Just like in an earlier scene from the movie, the father is casually throwing around the phrase “big secret.” "Mothership" is also a reference to that previous conversation, even though this time, it happens to be seated at the end of a rule of three sequence (three sentences, similar length).
We can’t help but think:
“The REAL mothership? More real and more mothership-y than time travel???"
For good measure, we have a clever line about "saving time." It’s a play on words that is closest to a syllepsis (using a word in multiple contexts - the characters can LITERALLY save time, but now they are figuratively doing so).
"And so he told me his secret formula for happiness."
"Part 1 of the 2-part plan was that I should just get on with ordinary life, living it day by day like anyone else.”
Oh good! A chance to dismantle bad, but common, writing and speaking advice. Specifically, this one:
“Tell ‘em what you’re going to tell ‘em. Then tell ‘em. Then tell him what you told ‘em.”
This is early-1900s advice for giving sermons. Seems unlikely that it kept an audience's attention even in a world where nobody could drive, look at their phone, or dream about their fantasy football points. It certainly doesn't now.
More to the point, screenwriter Richard Curtis isn't trying to get us to REMEMBER both parts. He wants to set up an internal cliffhanger. He wants to build tension before revealing "the real mothership."
He wants us desperate for part two.
Which reminds me: calling this a "2-part plan" instead of a "plan " is perfect execution of The 14th Rule (using a number to make a line more concrete).
We see a montage. Weasley/Gleeson lives an ordinary day, frustrated with work, hurried at lunch, annoyed on the tube.
He ends the montage by telling his wife: "Tough day."
Then he sneaks out of bed and starts time traveling...
"But then came part two of dad's plan. He told me to live every day again, almost exactly the same.
The first time with all the tensions and worries that stop us noticing how sweet the world can be.
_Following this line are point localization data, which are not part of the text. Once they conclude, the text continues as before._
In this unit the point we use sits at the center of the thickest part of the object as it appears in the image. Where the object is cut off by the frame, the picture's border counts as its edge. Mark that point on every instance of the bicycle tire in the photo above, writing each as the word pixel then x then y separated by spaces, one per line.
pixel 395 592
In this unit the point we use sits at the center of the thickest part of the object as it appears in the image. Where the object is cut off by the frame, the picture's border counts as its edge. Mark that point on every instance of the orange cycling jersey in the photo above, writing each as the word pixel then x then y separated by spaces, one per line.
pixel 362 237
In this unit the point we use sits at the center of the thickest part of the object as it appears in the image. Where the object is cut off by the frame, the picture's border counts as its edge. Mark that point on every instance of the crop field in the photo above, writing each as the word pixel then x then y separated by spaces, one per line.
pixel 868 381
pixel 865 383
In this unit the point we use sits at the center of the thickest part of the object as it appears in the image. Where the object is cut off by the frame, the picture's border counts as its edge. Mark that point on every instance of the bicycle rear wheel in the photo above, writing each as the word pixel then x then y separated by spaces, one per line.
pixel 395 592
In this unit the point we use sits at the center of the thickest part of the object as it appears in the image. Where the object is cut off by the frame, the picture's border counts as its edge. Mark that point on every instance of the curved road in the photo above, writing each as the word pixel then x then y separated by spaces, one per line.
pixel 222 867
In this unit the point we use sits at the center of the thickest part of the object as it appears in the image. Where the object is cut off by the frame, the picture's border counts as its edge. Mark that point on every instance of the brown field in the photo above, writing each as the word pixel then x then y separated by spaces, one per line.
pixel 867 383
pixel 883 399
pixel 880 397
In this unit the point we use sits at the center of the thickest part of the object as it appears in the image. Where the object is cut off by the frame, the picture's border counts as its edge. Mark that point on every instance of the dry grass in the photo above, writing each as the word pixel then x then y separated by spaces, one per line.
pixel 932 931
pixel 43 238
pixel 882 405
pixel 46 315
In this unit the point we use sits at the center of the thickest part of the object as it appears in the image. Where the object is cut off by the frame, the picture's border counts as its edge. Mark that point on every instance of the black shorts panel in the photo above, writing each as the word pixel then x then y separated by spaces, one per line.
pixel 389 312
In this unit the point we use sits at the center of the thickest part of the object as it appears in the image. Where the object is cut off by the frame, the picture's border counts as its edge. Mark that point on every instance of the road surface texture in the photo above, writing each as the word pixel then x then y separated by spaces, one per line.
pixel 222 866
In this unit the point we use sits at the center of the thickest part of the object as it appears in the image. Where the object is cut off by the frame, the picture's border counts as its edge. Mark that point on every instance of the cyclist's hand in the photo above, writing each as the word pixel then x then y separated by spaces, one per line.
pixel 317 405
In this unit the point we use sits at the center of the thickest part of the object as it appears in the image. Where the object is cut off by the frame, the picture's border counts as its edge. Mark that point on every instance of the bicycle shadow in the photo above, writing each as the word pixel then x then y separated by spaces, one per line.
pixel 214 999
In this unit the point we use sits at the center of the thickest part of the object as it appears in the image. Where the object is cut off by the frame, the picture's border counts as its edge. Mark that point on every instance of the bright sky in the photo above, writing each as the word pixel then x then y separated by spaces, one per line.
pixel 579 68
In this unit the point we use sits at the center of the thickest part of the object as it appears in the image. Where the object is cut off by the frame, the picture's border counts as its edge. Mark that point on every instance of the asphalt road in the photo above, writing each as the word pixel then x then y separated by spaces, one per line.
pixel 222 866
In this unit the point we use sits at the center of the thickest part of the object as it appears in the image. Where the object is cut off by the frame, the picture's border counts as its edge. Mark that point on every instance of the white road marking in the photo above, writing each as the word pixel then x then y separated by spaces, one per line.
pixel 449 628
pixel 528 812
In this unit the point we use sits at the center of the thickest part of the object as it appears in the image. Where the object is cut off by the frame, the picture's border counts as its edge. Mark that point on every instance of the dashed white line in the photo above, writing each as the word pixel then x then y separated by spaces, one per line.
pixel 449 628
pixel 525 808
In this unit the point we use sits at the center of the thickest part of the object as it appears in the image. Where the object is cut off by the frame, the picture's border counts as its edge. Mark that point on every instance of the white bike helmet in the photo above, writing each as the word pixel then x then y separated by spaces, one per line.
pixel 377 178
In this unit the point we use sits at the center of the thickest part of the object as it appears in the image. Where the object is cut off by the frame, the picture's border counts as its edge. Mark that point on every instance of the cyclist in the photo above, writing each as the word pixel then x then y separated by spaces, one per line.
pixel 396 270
But the second time, noticing."
Mmm.
Where to start?
Let's first begin with that phrase about "tensions and worries."
In an earlier draft of the script, the nouns in this line were "strains and tension." Either Richard or his editor Emma Freud adjusted it, most likely to give the line a more poetic bounce. I think this is also why the word “from” is omitted.
Now, the meter of "tensions and worries" matches, and there's an ending alliteration (repetition of consonant sounds).
Yes, there's parallelism to start these final two lines (similar or identical structure in the first three words). And also a great balance of hypotaxis and parataxis (a long sentence followed by a short one).
But the repetition of “noticing” stands out. It's an odd word to use here.
Noticing.
Not forcing. Not creating. Not manifesting.
Not adjusting, tweaking, changing, or any of the other verbs a time-traveling redhead might be tempted to employ.
Simply: Noticing the sweetness. This is what's required for happiness.
Because life is inherently sweet, in all its triumphs and tragedies, in congress or a cafeteria, in a river or a riot. The sweetness of life is not a result of man’s effort or struggle. It just is sweet.
Well. It is if you notice.
Much love as always,
-Todd B from Tennessee
For more on using poetic lines in non-poetry, read this.
For more on the rule of three, read this.
Gosh, three years back, this structure and strategy of organization, transition and emphasis is still touted in academia. The "start out with what you say, say it, then tell them what you said" was something we had to do with our presentations and writing.
Our slides each had to be pointed and focused on the message being delivered. In hindsight, most of my presentations ended up just that and not using the bad advice.
If it was that structure I would think it was more for trying to fill in the time or in the end if no one was paying attention, then you could just wait until the end for the summary slide or something.
Anyways, thanks for the insight and pointing out the rhetorical devices.
I've got to watch this movie at some point.